= Thomas Smith (parson) =

Thomas Smith (March 10, 1701 – 1795) was an American religious leader, real estate speculator, physician, and advocate for ethnic genocide against the Penobscot people. Smith was the parson for the First Parish Church in Falmouth (now Portland, Maine) from 1727 until his death in 1795. While in this position, he engaged in the genocidal murder of Penobscot people between the Kennebec and Penobscot rivers. His actions led to significant personal fortune while also severely weakening the Wabanaki Confederacy. During the 21st-century, his former church has publicly sought to reckon with their congregation's role in the genocide.

In 1755, Spencer Phips, lieutenant governor of the Province of Massachusetts Bay, issued a proclamation that declared the Penobscot people enemies, rebels, and traitors to King George II, and called on all "his Majesty’s Subjects of this Province to Embrace all opportunities of pursuing, captivating, killing, and Destroying all and every of the aforesaid Indians." This served as the catalyst for the genocide committed by Smith and others in colonial Maine.

==Personal==
Born in Boston on March 10, 1701, he was the son of a merchant by the same name. He enrolled at Harvard College in 1716 at the age of 15 and studied Hebrew.

Smith was married three times throughout his life. He married his first wife, Sarah Tyng, who was the daughter of Col. Jonathan Tyng in 1728. The couple had 8 children before her death on October 1, 1742. She died less than a month after giving birth to their final child, who was born on September 6 and died 8 days later on September 14. Approximately 5 months later, he married a widow with the last name of Jordan who was from Saco, Maine on March 1, 1743. Jordan died on January 3, 1763. He married again on August 10, 1768, to Elizabeth Wendall, who was also a widow. He had no children with either his second or third wives.

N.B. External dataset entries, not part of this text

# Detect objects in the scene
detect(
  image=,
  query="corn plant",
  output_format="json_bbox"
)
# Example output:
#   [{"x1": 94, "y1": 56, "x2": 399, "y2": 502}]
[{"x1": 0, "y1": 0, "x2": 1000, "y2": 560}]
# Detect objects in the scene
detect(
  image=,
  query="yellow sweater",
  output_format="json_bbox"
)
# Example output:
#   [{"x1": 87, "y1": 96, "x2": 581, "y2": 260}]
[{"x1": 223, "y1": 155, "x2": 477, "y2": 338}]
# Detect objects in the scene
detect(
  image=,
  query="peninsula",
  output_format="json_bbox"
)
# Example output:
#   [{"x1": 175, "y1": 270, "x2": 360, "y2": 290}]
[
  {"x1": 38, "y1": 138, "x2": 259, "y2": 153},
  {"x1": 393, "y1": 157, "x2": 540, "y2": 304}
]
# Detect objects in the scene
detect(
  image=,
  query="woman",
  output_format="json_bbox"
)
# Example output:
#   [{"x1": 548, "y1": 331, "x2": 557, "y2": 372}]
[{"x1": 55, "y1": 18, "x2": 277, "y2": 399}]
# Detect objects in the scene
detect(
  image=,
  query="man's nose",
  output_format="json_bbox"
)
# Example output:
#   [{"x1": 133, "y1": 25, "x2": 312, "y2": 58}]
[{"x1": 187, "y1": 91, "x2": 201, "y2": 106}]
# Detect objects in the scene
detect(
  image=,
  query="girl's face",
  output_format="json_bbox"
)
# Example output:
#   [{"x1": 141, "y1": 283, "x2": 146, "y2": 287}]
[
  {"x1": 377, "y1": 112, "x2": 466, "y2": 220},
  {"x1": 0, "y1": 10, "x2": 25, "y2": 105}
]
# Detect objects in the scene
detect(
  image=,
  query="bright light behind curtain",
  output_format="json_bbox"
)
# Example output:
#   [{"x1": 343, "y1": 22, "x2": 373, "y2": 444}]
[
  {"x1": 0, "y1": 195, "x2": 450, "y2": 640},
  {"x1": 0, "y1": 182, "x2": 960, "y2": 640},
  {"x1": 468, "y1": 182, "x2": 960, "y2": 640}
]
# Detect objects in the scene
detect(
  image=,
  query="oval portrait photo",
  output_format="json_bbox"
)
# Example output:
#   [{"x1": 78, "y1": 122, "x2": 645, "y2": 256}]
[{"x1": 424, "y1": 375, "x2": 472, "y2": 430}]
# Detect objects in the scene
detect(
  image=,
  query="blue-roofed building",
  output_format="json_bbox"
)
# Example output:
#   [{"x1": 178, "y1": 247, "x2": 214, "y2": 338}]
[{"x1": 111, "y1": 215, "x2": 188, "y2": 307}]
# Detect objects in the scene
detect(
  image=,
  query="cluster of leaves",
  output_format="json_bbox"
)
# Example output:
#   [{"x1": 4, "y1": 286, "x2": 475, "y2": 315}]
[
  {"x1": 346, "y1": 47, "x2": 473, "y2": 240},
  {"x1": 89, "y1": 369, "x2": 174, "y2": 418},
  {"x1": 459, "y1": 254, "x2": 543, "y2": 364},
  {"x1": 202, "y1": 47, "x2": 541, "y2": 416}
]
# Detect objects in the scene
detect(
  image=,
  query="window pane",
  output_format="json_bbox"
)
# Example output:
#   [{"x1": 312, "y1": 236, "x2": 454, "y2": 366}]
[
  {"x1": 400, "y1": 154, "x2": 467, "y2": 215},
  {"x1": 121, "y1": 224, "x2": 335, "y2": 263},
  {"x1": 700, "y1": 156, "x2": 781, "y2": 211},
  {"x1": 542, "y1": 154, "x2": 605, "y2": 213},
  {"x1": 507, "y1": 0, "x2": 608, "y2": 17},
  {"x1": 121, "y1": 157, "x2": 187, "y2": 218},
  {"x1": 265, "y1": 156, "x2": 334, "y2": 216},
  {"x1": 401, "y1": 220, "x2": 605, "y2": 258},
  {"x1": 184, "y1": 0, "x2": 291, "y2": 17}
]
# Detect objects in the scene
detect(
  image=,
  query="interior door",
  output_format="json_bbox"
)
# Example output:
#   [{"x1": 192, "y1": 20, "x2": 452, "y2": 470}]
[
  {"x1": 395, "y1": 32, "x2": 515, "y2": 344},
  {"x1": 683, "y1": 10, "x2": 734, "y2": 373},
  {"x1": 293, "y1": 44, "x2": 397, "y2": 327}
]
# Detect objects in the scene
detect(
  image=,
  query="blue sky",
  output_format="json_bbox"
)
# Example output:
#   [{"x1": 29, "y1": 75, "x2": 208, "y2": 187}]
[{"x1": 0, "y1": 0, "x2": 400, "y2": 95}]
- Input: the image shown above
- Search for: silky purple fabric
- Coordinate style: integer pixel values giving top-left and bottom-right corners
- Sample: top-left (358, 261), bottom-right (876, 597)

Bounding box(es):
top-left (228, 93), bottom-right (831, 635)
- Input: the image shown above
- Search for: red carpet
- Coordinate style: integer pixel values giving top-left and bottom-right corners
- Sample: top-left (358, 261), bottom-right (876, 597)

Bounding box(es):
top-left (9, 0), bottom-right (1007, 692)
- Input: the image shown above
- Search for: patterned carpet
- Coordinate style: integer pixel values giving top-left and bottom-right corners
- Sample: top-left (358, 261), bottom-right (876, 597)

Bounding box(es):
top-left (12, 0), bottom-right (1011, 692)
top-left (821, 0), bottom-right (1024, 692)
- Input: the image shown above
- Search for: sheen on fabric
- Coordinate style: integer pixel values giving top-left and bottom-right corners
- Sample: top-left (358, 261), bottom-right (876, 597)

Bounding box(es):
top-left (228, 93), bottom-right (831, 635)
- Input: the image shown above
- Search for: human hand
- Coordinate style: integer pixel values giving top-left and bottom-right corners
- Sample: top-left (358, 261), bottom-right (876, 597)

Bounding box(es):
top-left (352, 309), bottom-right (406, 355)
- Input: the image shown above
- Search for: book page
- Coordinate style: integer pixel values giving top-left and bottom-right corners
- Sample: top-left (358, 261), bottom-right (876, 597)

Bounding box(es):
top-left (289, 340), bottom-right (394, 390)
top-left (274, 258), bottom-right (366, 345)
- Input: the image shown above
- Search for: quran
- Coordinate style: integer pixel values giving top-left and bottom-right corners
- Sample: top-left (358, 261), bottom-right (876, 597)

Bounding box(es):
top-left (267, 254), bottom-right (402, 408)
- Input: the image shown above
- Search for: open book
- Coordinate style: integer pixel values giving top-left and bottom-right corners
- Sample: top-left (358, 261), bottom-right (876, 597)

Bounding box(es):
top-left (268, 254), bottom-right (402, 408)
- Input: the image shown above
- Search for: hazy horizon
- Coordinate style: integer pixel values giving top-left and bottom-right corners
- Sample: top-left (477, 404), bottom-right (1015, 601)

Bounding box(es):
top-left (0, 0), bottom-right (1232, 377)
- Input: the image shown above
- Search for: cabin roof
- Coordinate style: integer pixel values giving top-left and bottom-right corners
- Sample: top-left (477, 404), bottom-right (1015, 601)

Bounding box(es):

The home of his son, known as the Parson Smith House in Windham, Maine, has been listed on the National Register of Historic Places since 1973. In 1821, his papers were published under the title Extracts from the Journals Kept by the Rev. Thomas Smith: Late Pastor of the First Church of Christ in Falmouth, in the County of York, (now Cumberland,) from the Year 1720, to the Year 1788, with an Appendix, Containing a Variety of Other Matters.